RAMÓN TORRAS FIGUERAS

Ramon Torras. Gp Ospedaletti 1965
San Remo – Ospedaletti, su última victoria.

Una semana antes de Comarruga, Torras ha ganado su última carrera en el XV Trofeo Internazionale de San Remo, una clásica de la temporada italiana con lo más granado de la época en su cartel, incluidos Hailwood y Agostini con las MV 500 oficiales. Ramón es muy apreciado y cotizado en Italia; le pagan primas de salida veinte veces por encima de lo que recibe en España, pero no corre por dinero, nunca lo ha hecho. Su interés es hacer el máximo de carreras internacionales, medirse con los grandes nombres del Mundial, intentar ganarles a pesar de las diferencias de potencia. Con su arrojo ya se ha hecho un nombre de prestigio en el “Continental Circus”.

Desde mediados de marzo está de gira: cada fin de semana corre una carrera internacional incluidos dos Grandes Premios: Módena, Riccione, Cervi-Milano Marítima, Imola, GP de Alemania (Nurburgring), Cesenático, GP de España (Montjuïc), Madrid (El retiro) y San Remo, siempre en dos categorías, 125 y 250 con las Bultaco TSS que le atiende su fiel y devoto mecánico Paco Mesa. Juntos viajan por Europa a bordo de su flamante Seat 1400 familiar tirando de un voluminoso remolque con las motos y recambio.

Tras San Remo, deja escrito en su último informe a F.X. B: ”Con la moto de 125, hacia la séptima vuelta me quedé sin freno trasero.

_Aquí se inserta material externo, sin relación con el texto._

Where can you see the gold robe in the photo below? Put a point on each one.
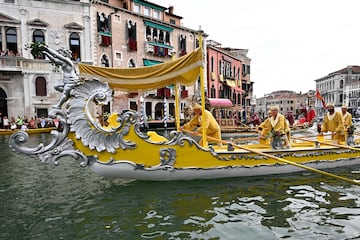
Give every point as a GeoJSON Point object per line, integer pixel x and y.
{"type": "Point", "coordinates": [347, 120]}
{"type": "Point", "coordinates": [211, 125]}
{"type": "Point", "coordinates": [333, 123]}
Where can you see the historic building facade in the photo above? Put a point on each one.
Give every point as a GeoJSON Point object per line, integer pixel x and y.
{"type": "Point", "coordinates": [341, 87]}
{"type": "Point", "coordinates": [108, 33]}
{"type": "Point", "coordinates": [136, 33]}
{"type": "Point", "coordinates": [228, 74]}
{"type": "Point", "coordinates": [27, 82]}
{"type": "Point", "coordinates": [287, 101]}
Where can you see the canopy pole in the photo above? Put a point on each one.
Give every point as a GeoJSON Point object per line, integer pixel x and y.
{"type": "Point", "coordinates": [202, 89]}
{"type": "Point", "coordinates": [177, 109]}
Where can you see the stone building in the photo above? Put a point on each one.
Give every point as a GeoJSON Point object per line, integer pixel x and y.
{"type": "Point", "coordinates": [341, 87]}
{"type": "Point", "coordinates": [136, 33]}
{"type": "Point", "coordinates": [27, 82]}
{"type": "Point", "coordinates": [228, 74]}
{"type": "Point", "coordinates": [287, 101]}
{"type": "Point", "coordinates": [108, 33]}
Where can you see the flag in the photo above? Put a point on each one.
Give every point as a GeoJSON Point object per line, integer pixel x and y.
{"type": "Point", "coordinates": [318, 96]}
{"type": "Point", "coordinates": [165, 113]}
{"type": "Point", "coordinates": [143, 117]}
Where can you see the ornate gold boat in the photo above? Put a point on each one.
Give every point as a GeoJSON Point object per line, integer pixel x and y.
{"type": "Point", "coordinates": [123, 150]}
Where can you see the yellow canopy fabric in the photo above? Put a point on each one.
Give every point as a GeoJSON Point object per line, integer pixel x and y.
{"type": "Point", "coordinates": [185, 70]}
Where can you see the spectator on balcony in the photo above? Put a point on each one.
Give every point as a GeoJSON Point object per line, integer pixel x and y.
{"type": "Point", "coordinates": [334, 123]}
{"type": "Point", "coordinates": [310, 115]}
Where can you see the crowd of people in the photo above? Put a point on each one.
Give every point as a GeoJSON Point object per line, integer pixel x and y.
{"type": "Point", "coordinates": [277, 125]}
{"type": "Point", "coordinates": [25, 123]}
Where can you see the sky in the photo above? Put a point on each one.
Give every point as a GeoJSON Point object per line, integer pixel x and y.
{"type": "Point", "coordinates": [291, 42]}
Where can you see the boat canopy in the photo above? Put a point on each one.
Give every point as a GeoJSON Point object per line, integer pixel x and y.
{"type": "Point", "coordinates": [220, 102]}
{"type": "Point", "coordinates": [184, 70]}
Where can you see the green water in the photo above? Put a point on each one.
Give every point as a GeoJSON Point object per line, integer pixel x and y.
{"type": "Point", "coordinates": [69, 202]}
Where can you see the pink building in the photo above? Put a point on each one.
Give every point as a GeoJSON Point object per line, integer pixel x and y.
{"type": "Point", "coordinates": [228, 74]}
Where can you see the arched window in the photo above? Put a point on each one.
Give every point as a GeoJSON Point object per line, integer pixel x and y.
{"type": "Point", "coordinates": [1, 42]}
{"type": "Point", "coordinates": [38, 36]}
{"type": "Point", "coordinates": [105, 61]}
{"type": "Point", "coordinates": [11, 41]}
{"type": "Point", "coordinates": [131, 63]}
{"type": "Point", "coordinates": [40, 86]}
{"type": "Point", "coordinates": [75, 46]}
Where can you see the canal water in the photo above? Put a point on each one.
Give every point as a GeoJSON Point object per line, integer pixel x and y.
{"type": "Point", "coordinates": [69, 202]}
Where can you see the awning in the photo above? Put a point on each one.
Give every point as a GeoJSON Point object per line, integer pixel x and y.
{"type": "Point", "coordinates": [184, 70]}
{"type": "Point", "coordinates": [220, 102]}
{"type": "Point", "coordinates": [158, 26]}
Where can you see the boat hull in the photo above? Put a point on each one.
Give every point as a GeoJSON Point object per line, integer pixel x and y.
{"type": "Point", "coordinates": [127, 170]}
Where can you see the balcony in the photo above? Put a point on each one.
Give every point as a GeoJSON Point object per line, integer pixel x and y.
{"type": "Point", "coordinates": [105, 38]}
{"type": "Point", "coordinates": [184, 94]}
{"type": "Point", "coordinates": [163, 92]}
{"type": "Point", "coordinates": [11, 64]}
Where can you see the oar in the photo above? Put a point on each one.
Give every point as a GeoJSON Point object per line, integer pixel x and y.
{"type": "Point", "coordinates": [327, 143]}
{"type": "Point", "coordinates": [277, 158]}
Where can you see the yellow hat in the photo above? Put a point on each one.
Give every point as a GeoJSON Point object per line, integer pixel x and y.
{"type": "Point", "coordinates": [197, 106]}
{"type": "Point", "coordinates": [330, 105]}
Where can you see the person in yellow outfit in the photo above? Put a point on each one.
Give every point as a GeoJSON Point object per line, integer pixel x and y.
{"type": "Point", "coordinates": [211, 125]}
{"type": "Point", "coordinates": [347, 121]}
{"type": "Point", "coordinates": [264, 129]}
{"type": "Point", "coordinates": [334, 123]}
{"type": "Point", "coordinates": [278, 124]}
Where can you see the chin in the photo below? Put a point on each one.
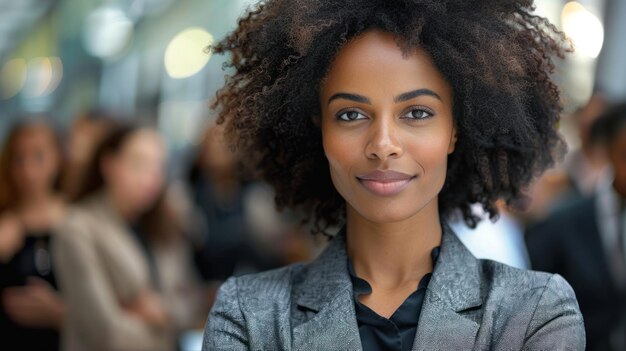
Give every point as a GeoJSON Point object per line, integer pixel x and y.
{"type": "Point", "coordinates": [386, 213]}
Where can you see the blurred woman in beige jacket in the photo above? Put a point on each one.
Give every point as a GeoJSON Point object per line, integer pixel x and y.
{"type": "Point", "coordinates": [104, 270]}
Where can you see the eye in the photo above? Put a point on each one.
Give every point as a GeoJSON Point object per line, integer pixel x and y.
{"type": "Point", "coordinates": [350, 116]}
{"type": "Point", "coordinates": [418, 113]}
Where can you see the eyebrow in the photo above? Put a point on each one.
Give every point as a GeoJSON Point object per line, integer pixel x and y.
{"type": "Point", "coordinates": [400, 98]}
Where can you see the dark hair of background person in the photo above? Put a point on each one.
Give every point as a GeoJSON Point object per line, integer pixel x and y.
{"type": "Point", "coordinates": [157, 223]}
{"type": "Point", "coordinates": [8, 197]}
{"type": "Point", "coordinates": [496, 55]}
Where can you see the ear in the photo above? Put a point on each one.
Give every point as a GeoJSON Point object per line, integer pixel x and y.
{"type": "Point", "coordinates": [453, 139]}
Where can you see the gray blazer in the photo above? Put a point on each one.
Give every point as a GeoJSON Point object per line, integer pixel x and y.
{"type": "Point", "coordinates": [470, 304]}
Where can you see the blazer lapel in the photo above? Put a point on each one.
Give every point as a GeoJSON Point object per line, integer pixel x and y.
{"type": "Point", "coordinates": [453, 289]}
{"type": "Point", "coordinates": [325, 297]}
{"type": "Point", "coordinates": [325, 292]}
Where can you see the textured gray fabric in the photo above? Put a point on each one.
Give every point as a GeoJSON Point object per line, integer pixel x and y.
{"type": "Point", "coordinates": [470, 304]}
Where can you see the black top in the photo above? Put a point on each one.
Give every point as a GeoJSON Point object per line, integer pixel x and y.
{"type": "Point", "coordinates": [397, 332]}
{"type": "Point", "coordinates": [33, 260]}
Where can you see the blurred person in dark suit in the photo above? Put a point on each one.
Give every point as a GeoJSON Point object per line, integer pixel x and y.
{"type": "Point", "coordinates": [31, 310]}
{"type": "Point", "coordinates": [584, 242]}
{"type": "Point", "coordinates": [242, 232]}
{"type": "Point", "coordinates": [106, 275]}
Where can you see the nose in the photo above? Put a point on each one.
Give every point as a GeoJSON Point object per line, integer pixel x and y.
{"type": "Point", "coordinates": [383, 143]}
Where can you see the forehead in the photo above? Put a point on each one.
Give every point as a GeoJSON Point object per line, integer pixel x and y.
{"type": "Point", "coordinates": [374, 64]}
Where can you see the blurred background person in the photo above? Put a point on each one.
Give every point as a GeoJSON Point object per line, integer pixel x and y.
{"type": "Point", "coordinates": [85, 134]}
{"type": "Point", "coordinates": [241, 230]}
{"type": "Point", "coordinates": [106, 276]}
{"type": "Point", "coordinates": [584, 242]}
{"type": "Point", "coordinates": [31, 206]}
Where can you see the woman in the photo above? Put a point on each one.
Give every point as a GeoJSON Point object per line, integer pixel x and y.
{"type": "Point", "coordinates": [32, 310]}
{"type": "Point", "coordinates": [104, 272]}
{"type": "Point", "coordinates": [386, 117]}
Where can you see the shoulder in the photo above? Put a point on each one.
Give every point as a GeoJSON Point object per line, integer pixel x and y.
{"type": "Point", "coordinates": [265, 287]}
{"type": "Point", "coordinates": [82, 222]}
{"type": "Point", "coordinates": [543, 305]}
{"type": "Point", "coordinates": [504, 281]}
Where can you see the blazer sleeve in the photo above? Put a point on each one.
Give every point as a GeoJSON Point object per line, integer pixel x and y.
{"type": "Point", "coordinates": [226, 328]}
{"type": "Point", "coordinates": [93, 308]}
{"type": "Point", "coordinates": [557, 323]}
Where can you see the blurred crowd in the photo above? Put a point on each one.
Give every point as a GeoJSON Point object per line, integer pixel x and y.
{"type": "Point", "coordinates": [101, 250]}
{"type": "Point", "coordinates": [574, 223]}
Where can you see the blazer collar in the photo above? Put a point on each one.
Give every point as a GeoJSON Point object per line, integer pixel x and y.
{"type": "Point", "coordinates": [326, 290]}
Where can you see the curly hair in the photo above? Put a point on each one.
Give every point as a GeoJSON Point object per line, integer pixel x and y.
{"type": "Point", "coordinates": [496, 55]}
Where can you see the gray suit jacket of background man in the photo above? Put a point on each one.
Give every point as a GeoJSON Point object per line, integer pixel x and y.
{"type": "Point", "coordinates": [470, 304]}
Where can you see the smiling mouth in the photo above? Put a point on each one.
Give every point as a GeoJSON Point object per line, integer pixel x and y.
{"type": "Point", "coordinates": [385, 183]}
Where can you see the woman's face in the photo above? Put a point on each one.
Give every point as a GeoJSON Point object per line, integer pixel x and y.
{"type": "Point", "coordinates": [387, 128]}
{"type": "Point", "coordinates": [135, 174]}
{"type": "Point", "coordinates": [36, 160]}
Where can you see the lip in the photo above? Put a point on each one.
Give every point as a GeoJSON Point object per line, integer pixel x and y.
{"type": "Point", "coordinates": [385, 183]}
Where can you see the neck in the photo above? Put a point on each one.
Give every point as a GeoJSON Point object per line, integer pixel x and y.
{"type": "Point", "coordinates": [393, 254]}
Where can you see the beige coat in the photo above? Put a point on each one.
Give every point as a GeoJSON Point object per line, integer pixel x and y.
{"type": "Point", "coordinates": [100, 266]}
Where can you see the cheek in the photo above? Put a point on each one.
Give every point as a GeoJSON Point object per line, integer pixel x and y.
{"type": "Point", "coordinates": [341, 151]}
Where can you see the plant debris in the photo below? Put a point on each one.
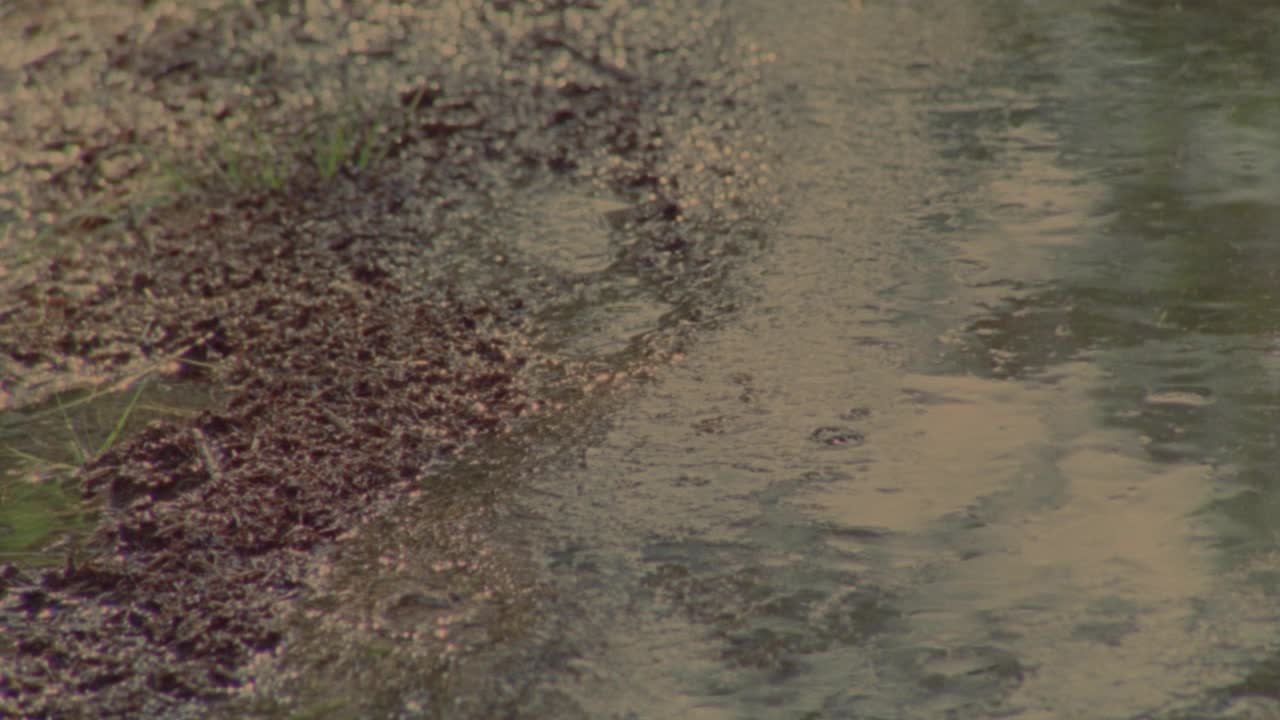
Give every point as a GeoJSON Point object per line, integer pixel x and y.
{"type": "Point", "coordinates": [307, 281]}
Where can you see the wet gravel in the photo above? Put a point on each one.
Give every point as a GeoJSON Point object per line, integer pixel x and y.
{"type": "Point", "coordinates": [172, 206]}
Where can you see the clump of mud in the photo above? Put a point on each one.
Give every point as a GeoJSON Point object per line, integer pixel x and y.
{"type": "Point", "coordinates": [350, 364]}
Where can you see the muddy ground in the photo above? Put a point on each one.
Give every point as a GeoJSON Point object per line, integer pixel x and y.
{"type": "Point", "coordinates": [270, 200]}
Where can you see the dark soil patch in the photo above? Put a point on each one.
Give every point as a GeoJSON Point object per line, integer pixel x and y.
{"type": "Point", "coordinates": [348, 365]}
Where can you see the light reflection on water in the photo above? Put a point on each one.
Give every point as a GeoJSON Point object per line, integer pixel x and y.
{"type": "Point", "coordinates": [1031, 258]}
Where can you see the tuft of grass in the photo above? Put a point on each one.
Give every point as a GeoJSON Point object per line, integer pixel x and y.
{"type": "Point", "coordinates": [348, 144]}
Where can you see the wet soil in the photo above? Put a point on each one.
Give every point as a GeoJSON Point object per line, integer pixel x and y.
{"type": "Point", "coordinates": [350, 356]}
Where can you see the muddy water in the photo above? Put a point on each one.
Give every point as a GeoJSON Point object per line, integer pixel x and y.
{"type": "Point", "coordinates": [993, 429]}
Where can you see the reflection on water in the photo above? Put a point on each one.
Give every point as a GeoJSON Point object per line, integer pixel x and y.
{"type": "Point", "coordinates": [1031, 270]}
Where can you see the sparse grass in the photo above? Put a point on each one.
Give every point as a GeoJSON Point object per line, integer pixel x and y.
{"type": "Point", "coordinates": [78, 445]}
{"type": "Point", "coordinates": [42, 451]}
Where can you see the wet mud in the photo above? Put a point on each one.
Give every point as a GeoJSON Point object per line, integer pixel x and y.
{"type": "Point", "coordinates": [357, 326]}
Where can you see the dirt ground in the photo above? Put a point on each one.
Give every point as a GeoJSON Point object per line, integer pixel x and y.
{"type": "Point", "coordinates": [251, 196]}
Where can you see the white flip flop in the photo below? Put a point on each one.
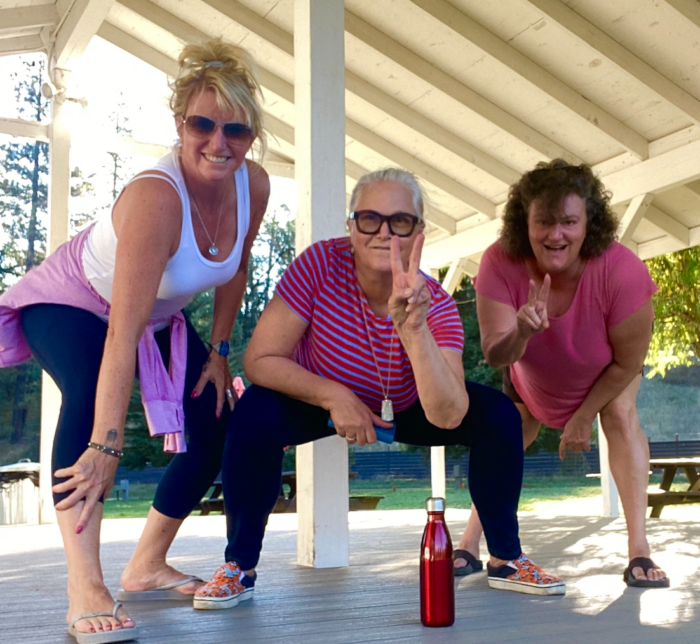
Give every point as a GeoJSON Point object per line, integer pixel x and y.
{"type": "Point", "coordinates": [162, 593]}
{"type": "Point", "coordinates": [103, 637]}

A mitad de carrera empezó a ir mal (daba la impresión de que el muelle situador de marchas no funcionaba correctamente), a la penúltima vuelta ya sólo entró la primera y así terminé. Si todo hubiera ido bien, quizá hubiera podido terminar primero (porque Villa tambien tuvo un pequeño fallo) y si no me hubiera pasado lo del cambio a la penúltima vuelta, seguro hubiera terminado segundo porque llevaba quince segundos al tercero”. A pesar de todo, sube al podio y poco después vence la carrera de 250cc con autoridad por delante de las Aermacchi oficiales de Renzo Pasolini y Gilberto Milani. Aquél mismo día debutan, se escapan y rompen, las nuevas Mondial bicilíndricas de dos tiempos con válvula rotativa y refrigeración líquida, motos muy veloces diseñadas por Francesco Villa y que acabarán en Montesa en manos de José María Busquets y Salvador Cañellas. Pero eso es una historia posterior a Ramón Torras.

Este triunfo, el último de su vida, lo recoge en su informe con un escueto comentario: ”A la segunda vuelta de 250 se rompió en cuentavueltas, por lo demás la moto fue bien”. Su modestia le impide extenderse en detalles grandilocuentes. Su trabajo es correr carreras y ganarlas. En San Remo ha hecho su trabajo con eficacia, tiene motivos para estar exultante, pero esa forma de ser de Ramón no le deja ir más allá de lo que ha escrito.

Biografía por Carlos Dominguez
Extraída de “Formula Moto”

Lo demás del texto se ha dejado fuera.